Regardless of living in a town so small it’s not even on the map, we have access to free WiFi at the public library and the locally owned coffee shop in the town square. Within walking distance is a connection available to us for 12 hours a day, six days a week. Sunday is a day for God and family. Town is closed down and even on farms there is no such thing as work. I should take that as a sign that I shouldn’t be working, either.
For a person who experiences depression and agoraphobia, leaving the house for internet service would be a huge motivator for me, the same as it would be for the teenagers who struggle to turn off YouTube so they can get their chores done. These are the words of a mother who two decades in is starting to feel bitter.
No one in my house agrees that we should cancel our home internet service. Instead, I hear protest each time I suggest it. They’ll either die a FOMO death or, “how am I supposed to watch The Office on repeat?” In an attempt to live off the grid, internet service is a hindrance from completely detaching from society, but so are smartphones.
We’re a family of five and live in a house with five smartphones. I’m vengeful about having to pay this sizable expense, as well, but I’m willing to pay it. The smartphone is an all in one device, and with the right data plan you can constantly stay connected.
It’s a computer, means of communication via telephone, video and text, a camera, a notebook, a GPS system, flashlight, calculator, a form of entertainment and for independent writers like me, an absolute necessity for getting paid.
Cellphone service is the only service that isn’t a monopoly. We can choose from a lengthy list of providers. The difference for cellphone service is that Verizon is the only carrier that actually has functioning service out here. We have an unlimited plan, and in a rural community few contenders pulling from the data pool. Our mobile hotspots work like magic, just not magical enough to satisfy my family’s compulsive use.

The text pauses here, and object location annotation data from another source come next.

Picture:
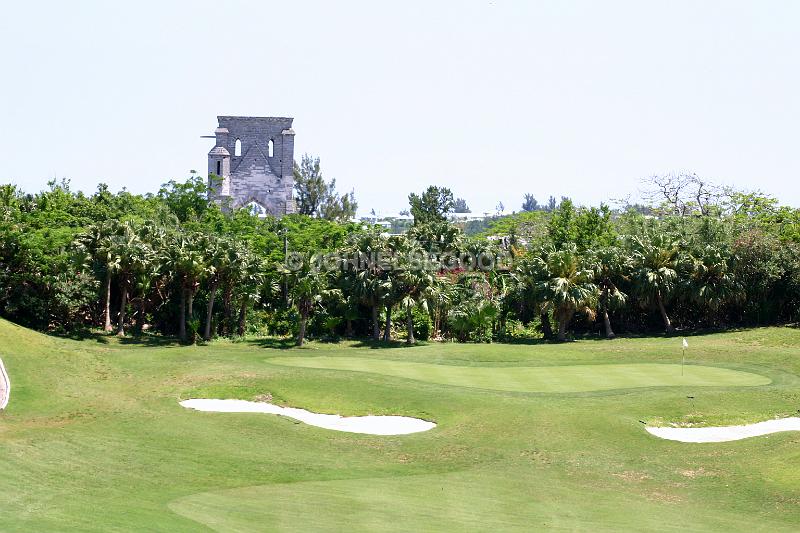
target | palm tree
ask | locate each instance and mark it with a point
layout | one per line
(183, 259)
(219, 256)
(530, 283)
(610, 265)
(95, 247)
(250, 279)
(712, 283)
(307, 286)
(570, 286)
(413, 279)
(366, 278)
(656, 257)
(131, 258)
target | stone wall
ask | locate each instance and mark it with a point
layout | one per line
(253, 174)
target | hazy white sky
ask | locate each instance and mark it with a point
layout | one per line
(492, 99)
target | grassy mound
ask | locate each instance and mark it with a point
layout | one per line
(565, 378)
(94, 439)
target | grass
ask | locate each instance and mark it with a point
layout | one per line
(564, 378)
(94, 439)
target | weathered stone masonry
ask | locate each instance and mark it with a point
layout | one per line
(259, 173)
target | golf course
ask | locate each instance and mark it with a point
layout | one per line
(527, 436)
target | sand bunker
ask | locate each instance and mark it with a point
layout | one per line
(371, 425)
(726, 433)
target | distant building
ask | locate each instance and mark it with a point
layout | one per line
(251, 164)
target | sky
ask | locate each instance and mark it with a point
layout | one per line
(493, 99)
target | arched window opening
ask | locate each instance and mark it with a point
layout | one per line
(256, 209)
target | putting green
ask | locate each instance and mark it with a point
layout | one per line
(567, 378)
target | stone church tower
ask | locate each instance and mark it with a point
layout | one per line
(251, 164)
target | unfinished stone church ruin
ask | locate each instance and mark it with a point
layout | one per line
(251, 164)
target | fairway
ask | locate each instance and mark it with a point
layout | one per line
(94, 437)
(553, 379)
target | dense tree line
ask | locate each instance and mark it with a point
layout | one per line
(171, 263)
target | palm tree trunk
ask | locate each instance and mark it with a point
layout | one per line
(301, 334)
(107, 326)
(664, 316)
(226, 310)
(387, 332)
(210, 310)
(190, 304)
(562, 328)
(410, 326)
(182, 319)
(376, 326)
(140, 314)
(547, 329)
(607, 323)
(123, 304)
(242, 316)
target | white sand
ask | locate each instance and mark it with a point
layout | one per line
(726, 433)
(372, 425)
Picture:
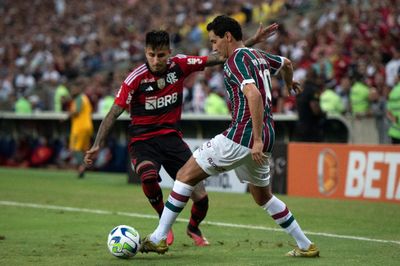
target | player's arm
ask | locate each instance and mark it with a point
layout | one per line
(292, 87)
(78, 107)
(256, 108)
(260, 35)
(102, 133)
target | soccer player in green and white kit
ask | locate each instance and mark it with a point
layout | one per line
(246, 145)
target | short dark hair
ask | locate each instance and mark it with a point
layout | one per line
(222, 24)
(157, 39)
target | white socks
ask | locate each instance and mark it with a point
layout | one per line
(177, 200)
(280, 213)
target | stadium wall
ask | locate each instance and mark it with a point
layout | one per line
(363, 172)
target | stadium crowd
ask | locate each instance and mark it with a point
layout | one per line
(346, 52)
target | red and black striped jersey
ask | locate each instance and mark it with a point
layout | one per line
(246, 66)
(155, 102)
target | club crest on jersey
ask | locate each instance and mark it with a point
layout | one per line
(154, 102)
(171, 78)
(161, 83)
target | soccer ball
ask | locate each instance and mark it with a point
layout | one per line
(123, 241)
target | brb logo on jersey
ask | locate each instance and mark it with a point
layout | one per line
(154, 102)
(171, 78)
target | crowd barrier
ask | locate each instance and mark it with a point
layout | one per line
(364, 172)
(197, 128)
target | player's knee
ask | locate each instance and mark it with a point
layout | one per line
(199, 192)
(147, 172)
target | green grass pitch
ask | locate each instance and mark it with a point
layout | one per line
(49, 217)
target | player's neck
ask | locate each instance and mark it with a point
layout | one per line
(234, 46)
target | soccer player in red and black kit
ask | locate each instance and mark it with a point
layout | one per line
(152, 93)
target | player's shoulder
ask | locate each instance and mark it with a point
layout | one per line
(136, 73)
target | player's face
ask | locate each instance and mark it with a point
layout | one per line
(219, 44)
(157, 58)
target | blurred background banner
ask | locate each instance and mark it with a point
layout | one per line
(366, 172)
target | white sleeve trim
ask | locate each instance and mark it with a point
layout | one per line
(246, 81)
(279, 69)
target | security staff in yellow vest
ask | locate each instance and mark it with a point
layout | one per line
(393, 112)
(81, 124)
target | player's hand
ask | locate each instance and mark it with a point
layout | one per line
(264, 33)
(91, 155)
(257, 152)
(295, 89)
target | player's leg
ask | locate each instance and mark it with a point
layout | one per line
(259, 186)
(177, 153)
(215, 156)
(278, 210)
(144, 160)
(190, 174)
(198, 213)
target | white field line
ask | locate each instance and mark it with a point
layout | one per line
(145, 216)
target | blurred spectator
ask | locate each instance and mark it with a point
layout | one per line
(309, 127)
(330, 101)
(359, 100)
(22, 105)
(61, 98)
(343, 90)
(392, 66)
(105, 104)
(393, 112)
(214, 104)
(81, 124)
(377, 100)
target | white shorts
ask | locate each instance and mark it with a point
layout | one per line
(221, 154)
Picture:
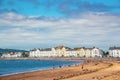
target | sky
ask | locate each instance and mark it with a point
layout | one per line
(28, 24)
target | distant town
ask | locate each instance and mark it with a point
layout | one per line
(61, 51)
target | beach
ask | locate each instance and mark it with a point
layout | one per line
(90, 70)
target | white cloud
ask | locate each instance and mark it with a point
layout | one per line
(87, 29)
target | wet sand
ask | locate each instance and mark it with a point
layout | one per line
(92, 70)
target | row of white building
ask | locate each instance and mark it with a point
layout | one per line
(114, 52)
(62, 51)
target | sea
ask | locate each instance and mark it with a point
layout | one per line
(10, 67)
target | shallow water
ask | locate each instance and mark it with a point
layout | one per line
(8, 67)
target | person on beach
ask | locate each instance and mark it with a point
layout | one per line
(82, 67)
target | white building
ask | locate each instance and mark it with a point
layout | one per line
(71, 52)
(48, 52)
(12, 55)
(114, 51)
(96, 52)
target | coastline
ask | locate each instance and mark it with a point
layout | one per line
(91, 67)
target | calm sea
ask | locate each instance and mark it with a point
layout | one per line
(8, 67)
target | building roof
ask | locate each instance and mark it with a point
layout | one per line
(113, 48)
(60, 47)
(46, 49)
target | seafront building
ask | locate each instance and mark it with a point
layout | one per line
(114, 51)
(62, 51)
(11, 55)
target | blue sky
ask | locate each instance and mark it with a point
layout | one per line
(27, 24)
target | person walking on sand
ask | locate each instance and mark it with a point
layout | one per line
(82, 67)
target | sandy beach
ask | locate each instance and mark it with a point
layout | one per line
(91, 70)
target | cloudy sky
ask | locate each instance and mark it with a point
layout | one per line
(27, 24)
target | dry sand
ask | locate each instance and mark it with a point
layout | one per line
(93, 70)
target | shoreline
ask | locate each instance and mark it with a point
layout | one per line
(93, 69)
(43, 69)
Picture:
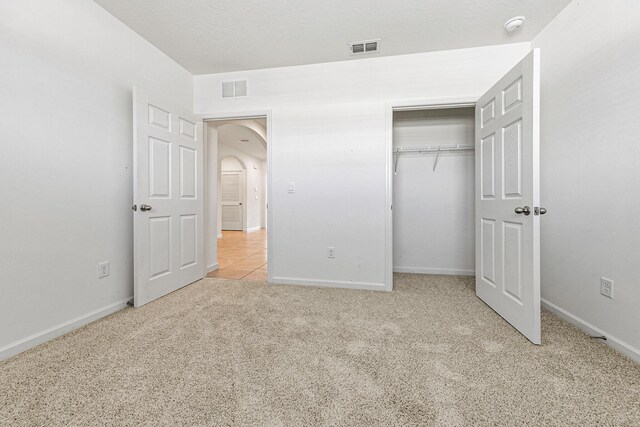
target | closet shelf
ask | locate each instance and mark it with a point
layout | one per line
(429, 149)
(432, 148)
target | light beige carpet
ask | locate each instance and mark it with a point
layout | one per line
(225, 352)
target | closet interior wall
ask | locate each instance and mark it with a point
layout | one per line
(433, 210)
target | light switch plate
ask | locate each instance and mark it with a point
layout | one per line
(103, 269)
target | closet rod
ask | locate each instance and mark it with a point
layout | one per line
(433, 148)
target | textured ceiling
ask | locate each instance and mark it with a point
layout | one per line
(213, 36)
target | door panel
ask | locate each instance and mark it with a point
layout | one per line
(507, 177)
(168, 248)
(232, 210)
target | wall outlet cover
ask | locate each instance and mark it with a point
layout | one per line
(103, 269)
(331, 252)
(606, 287)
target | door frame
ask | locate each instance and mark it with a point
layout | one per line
(210, 117)
(407, 105)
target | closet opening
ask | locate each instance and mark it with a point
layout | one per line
(434, 190)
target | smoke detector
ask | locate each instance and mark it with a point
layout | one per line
(514, 24)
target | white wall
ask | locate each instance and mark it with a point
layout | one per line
(328, 136)
(590, 153)
(67, 70)
(434, 211)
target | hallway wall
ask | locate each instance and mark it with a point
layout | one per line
(589, 159)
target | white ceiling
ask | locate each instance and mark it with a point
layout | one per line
(232, 135)
(213, 36)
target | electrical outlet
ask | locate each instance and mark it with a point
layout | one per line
(103, 269)
(606, 287)
(331, 252)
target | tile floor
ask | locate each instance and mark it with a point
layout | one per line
(242, 256)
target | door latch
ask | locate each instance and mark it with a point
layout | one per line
(539, 211)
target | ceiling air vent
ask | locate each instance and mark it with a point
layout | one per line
(234, 89)
(367, 46)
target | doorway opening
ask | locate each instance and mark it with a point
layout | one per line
(237, 173)
(434, 191)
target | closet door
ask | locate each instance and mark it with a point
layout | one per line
(508, 196)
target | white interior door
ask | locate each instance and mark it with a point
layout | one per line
(231, 200)
(508, 196)
(168, 194)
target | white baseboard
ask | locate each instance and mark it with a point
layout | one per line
(446, 271)
(61, 329)
(369, 286)
(617, 344)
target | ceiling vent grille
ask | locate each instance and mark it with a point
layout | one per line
(235, 89)
(367, 46)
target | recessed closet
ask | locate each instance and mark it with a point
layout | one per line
(433, 191)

My hotspot is perfect for me, even better that I’m completely disconnected from the distractions of social media and the cesspool of misinformation on the World Wide Web while I’m writing. Then once I’m ready to send it off to an editor or publish it, I just flip on my hotspot and click submit. I can do this from anywhere at anytime. This also keeps me focused. A common symptom of depression is difficulty focusing.
Internet connection and a hotspot are merely added bonuses and not at all why I pay out the ass for cellphone service. I want all of us to be able to call 911 in an emergency and if one of our cars break down during a 30 mile stretch of desolate farmland, we can call for help. If we go outdoors during winter weather we have GPS locators in our pockets. We have an instant map if we need it and so on, et cetera.

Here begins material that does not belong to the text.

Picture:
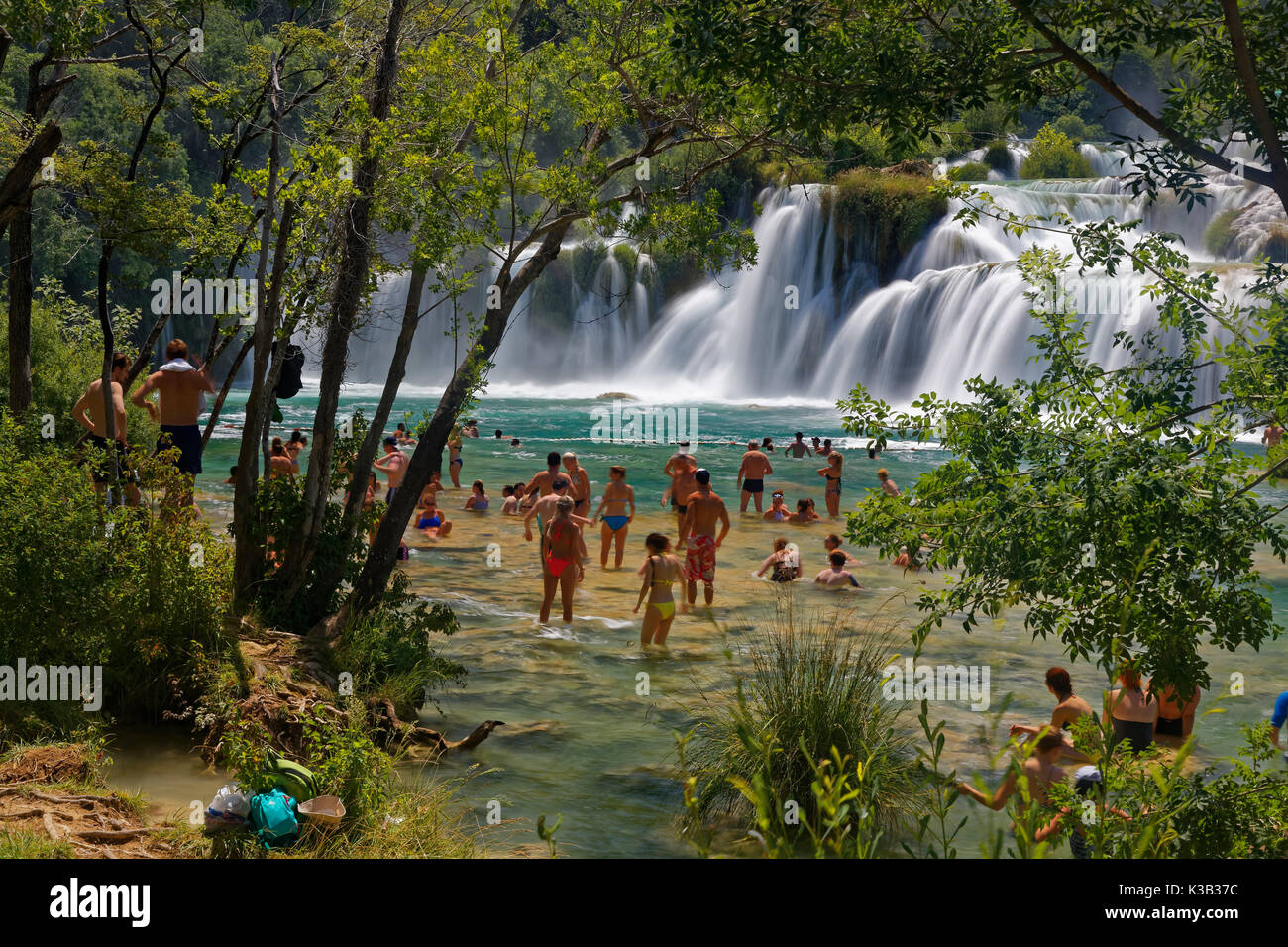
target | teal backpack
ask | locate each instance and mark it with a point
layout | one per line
(271, 815)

According to every self-help article on the web the internet is bad for us, anyway. It causes obesity, spreads hate and jealously, and brainwashes us. Since the early 2000’s its turned the world 100% monochrome and all humans with access, duck faced.
Not to mention there’s a plethora of benefits to disconnecting from the internet. We’ll be reducing the amount we see the word, “Trump” by 73% (*guesstimate). I could take the annual $1,200 I save and donate it to a different candidate’s campaign to help ensure we’ll never have to see that word plastered anywhere again.
We’ll genuinely be mindful of our usage because we won’t be able to pay the panic inducing electric bill if we’re not. When our only source of light is the glow of our smartphone screens my family will probably reconsider their revolt.
We can read the newspaper, listen to music on the transistor radio and entertain ourselves by eavesdropping on small town gossip, but what’s interesting to me isn’t interesting to the rest of my family, not even the idea of a temporary home address in Europe. It’s just not worth giving up their internet.